На меня находит странное забытье. Я что-то делаю, не зная что, я куда-то иду, куда-то еду, провожая бессмысленным взглядом что-то белое и голубое, плывущее за окном. И как вспышка молнии — прозрение: ведь я в пригородном поезде, за окном вагона синее небо погожего январского утра, белеют заснеженные поля. И кажется, следующая остановка — моя...
В воскресенье на реке не найдешь в этом месте и квадратного метра льда, свободного от рыболовов. Но, благо, сегодня понедельник. Нигде не видно слишком уж общительных людей с пешнями и ледобурами. Хоть и сам принадлежу к этому племени, встречи с себе подобными не жажду и даже боюсь. Долго иду вниз по реке, туда, где и по воскресеньям всегда безлюдно. Это для страховки. Тут, что ли, остановиться? За поворотом, под крутым берегом, поросшим лозой и ольшаником.

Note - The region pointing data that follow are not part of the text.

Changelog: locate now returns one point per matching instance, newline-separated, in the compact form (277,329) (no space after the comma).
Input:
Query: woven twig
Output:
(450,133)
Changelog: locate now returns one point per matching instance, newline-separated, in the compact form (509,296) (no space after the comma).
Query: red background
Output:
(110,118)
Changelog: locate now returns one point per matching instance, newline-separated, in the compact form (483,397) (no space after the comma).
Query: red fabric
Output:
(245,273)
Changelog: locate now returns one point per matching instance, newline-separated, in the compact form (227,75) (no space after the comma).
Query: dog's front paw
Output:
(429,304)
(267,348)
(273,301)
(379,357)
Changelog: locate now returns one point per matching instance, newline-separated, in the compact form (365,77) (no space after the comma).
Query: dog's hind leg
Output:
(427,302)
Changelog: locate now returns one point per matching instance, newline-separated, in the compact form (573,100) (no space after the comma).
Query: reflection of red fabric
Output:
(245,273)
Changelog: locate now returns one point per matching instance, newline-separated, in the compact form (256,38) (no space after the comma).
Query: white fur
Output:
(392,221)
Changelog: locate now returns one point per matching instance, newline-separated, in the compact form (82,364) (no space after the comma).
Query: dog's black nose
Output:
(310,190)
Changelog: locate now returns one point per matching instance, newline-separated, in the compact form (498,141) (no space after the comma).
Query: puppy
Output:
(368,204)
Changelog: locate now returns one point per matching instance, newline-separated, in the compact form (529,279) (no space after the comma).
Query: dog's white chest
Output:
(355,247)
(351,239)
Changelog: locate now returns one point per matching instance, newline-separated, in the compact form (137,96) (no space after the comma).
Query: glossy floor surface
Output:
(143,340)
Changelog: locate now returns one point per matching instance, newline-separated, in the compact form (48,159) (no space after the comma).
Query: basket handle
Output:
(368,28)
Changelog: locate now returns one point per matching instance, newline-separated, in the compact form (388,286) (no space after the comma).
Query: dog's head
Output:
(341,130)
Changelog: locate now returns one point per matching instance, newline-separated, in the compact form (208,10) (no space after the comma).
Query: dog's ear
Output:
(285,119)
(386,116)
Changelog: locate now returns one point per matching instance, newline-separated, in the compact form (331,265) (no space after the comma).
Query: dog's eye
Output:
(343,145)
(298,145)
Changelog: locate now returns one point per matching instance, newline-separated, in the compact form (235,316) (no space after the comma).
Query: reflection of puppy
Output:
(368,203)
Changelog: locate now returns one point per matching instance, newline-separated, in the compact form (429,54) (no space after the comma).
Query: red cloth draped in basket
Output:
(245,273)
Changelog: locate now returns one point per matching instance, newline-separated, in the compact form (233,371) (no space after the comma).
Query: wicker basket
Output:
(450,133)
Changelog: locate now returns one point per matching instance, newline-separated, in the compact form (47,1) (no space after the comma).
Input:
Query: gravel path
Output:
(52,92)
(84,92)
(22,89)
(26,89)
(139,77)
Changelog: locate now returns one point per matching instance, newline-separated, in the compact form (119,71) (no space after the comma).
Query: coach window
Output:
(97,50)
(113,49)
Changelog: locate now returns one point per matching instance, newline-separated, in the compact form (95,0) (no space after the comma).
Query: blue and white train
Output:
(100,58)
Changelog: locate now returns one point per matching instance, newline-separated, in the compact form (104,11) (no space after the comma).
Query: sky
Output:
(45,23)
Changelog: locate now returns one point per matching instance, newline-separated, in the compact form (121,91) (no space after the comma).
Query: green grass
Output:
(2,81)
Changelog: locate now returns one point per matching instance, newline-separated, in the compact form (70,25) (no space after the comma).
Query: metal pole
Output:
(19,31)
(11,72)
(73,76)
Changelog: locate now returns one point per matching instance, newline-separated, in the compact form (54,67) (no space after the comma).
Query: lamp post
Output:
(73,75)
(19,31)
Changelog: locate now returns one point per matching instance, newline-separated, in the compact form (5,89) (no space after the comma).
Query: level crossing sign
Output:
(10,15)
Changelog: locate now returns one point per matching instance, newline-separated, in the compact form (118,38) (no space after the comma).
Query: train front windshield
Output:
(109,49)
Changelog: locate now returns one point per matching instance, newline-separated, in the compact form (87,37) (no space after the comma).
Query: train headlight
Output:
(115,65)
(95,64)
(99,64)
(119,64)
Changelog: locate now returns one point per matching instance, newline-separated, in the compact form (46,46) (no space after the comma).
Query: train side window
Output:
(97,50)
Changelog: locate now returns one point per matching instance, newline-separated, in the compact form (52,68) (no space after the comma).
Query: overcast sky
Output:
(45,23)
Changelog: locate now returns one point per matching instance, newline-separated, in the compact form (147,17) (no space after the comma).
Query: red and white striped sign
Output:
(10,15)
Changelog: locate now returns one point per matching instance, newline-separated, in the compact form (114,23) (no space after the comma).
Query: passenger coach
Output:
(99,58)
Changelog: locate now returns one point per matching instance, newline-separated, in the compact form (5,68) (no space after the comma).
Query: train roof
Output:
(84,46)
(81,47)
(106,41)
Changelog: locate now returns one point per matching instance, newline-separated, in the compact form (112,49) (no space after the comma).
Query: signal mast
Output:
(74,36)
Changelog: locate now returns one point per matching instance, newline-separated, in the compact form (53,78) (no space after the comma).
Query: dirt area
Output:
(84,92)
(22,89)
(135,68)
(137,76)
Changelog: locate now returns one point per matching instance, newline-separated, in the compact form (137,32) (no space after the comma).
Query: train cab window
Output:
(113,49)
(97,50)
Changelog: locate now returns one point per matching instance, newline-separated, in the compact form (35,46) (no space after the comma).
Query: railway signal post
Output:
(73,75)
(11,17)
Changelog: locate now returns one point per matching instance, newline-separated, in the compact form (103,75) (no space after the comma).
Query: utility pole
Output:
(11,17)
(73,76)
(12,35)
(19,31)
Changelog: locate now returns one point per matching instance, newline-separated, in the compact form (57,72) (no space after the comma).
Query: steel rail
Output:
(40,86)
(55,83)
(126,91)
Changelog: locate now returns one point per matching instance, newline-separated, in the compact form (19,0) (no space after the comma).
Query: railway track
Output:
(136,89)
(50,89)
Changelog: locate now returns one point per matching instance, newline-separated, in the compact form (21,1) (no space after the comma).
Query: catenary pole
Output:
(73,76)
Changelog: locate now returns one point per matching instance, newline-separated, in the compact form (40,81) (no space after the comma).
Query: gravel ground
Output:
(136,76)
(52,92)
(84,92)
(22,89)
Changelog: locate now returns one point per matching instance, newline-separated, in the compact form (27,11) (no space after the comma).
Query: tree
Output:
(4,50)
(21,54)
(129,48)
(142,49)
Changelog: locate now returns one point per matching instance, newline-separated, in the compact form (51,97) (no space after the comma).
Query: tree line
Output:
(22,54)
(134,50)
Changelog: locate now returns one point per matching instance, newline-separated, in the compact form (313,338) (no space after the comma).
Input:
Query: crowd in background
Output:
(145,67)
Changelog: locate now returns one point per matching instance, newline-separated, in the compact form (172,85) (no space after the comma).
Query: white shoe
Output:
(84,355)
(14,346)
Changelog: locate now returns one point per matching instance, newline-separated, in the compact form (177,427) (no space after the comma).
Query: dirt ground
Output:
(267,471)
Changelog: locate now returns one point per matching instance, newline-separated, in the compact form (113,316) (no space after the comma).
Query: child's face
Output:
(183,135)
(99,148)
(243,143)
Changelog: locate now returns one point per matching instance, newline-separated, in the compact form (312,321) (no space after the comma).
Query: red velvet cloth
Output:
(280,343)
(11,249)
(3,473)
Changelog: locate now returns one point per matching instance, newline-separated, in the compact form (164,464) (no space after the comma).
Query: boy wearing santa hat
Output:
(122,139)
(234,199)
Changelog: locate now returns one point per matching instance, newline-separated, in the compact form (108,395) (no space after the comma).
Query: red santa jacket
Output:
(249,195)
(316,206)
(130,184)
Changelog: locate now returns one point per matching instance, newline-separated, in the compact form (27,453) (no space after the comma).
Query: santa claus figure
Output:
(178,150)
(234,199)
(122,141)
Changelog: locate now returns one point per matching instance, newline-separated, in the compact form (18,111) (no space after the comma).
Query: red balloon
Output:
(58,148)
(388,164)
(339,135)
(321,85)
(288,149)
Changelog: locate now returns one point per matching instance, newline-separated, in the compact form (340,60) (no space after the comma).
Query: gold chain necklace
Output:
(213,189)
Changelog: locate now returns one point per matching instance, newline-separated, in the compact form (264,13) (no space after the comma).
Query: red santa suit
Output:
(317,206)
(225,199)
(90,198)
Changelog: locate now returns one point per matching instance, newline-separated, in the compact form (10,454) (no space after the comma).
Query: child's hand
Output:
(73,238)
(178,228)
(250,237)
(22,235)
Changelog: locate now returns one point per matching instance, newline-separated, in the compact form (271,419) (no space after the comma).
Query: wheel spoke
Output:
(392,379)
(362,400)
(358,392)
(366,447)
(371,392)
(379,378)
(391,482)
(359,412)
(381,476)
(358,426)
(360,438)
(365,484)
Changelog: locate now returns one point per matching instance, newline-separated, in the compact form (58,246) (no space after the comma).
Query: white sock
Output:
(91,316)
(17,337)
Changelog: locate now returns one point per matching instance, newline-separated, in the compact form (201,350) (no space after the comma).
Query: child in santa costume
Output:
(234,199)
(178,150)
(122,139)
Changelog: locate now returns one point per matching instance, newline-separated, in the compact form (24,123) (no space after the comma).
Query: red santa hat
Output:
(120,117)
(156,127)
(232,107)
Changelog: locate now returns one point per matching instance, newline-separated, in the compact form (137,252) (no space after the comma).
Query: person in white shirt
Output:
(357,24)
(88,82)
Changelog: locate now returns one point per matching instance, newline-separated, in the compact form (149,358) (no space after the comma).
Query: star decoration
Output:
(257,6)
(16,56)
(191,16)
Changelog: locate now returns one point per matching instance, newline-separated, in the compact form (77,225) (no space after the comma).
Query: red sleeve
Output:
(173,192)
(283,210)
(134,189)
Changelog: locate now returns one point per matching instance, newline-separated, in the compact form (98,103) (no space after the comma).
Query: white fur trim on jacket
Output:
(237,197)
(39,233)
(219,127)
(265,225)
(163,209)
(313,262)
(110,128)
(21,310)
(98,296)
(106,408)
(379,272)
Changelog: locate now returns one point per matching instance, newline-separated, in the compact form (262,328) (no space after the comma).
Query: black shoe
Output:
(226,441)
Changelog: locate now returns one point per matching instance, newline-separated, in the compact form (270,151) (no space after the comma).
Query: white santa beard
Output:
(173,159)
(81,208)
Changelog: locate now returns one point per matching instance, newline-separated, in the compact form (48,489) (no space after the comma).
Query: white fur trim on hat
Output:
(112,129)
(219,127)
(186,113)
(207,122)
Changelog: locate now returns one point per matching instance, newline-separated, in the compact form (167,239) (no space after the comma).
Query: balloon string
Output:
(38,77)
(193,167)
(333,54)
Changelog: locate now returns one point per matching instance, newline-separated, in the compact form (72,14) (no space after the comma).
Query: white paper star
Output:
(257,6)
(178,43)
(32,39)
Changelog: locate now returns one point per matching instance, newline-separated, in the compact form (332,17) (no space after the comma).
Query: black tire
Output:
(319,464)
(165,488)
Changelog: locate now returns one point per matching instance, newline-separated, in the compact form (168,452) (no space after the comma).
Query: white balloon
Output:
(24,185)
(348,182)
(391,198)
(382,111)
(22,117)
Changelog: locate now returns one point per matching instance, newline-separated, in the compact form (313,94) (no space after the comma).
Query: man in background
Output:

Сделал три лунки, поставил, наживив мотылем, три удочки. Тупо уставился на кивки. Клева не было. Да и нужен ли мне этот клев? Я сижу на ящике скорчившись, зачем-то трогаю мысы своих черных валенок, зачем-то бью по ним варежкой, сметая звездочки снежинок. Но потом какая-то сила начинает распрямлять мое тело, поднимать подбородок и расширять глаза — для того, чтобы я наконец очнулся и посмотрел окрест. Я очнулся, посмотрел и впервые за эти дни понял, что внешний мир не скорбит вместе со мной. Покоем, тишиной, затаенной радостью полнились эти снега, эти деревья, это небо.
«Кру-кру!» — донеслось до меня. Из дальнего леса над холмами и долами летел ко мне вещий ворон. Он опустился на макушку ольхи, долго покачивался на тонком суку, не складывая крыльев, держа равновесие, потом прочно устроился и застыл, вперив в меня жутковато-осмысленный взгляд круглых и светлых глаз. «Что ж это такое, ворон, — пожаловался я. — Долго еще так будет продолжаться?» Я имел в виду свою тоску. Он покачал медленно головой: «Все там будем, все...» — «Это само собой — все. Но когда? Разве порядок — отправляться в лучший мир, когда тебе нет и сорока?» — «Каждому свое, каждому свое, человек. — Мне показалось, он усмехнулся свысока. — Я вот живу уже сто лет...» Он покряхтел, покашлял, изображая старость, затем издал жалобное «ау-ау», подражая плачу младенца. «Да, да, ты прав, — сказал я птице. — Такова жизнь...» Он еще полаял по-собачьи, покрякал по-утиному, поквохтал по-куриному, решив, наверное, хоть капельку развеселить меня. Весьма вероятно, что у этого ворона когда-то был хозяин, жила птица на деревенском подворье и запомнила населявшие его звуки.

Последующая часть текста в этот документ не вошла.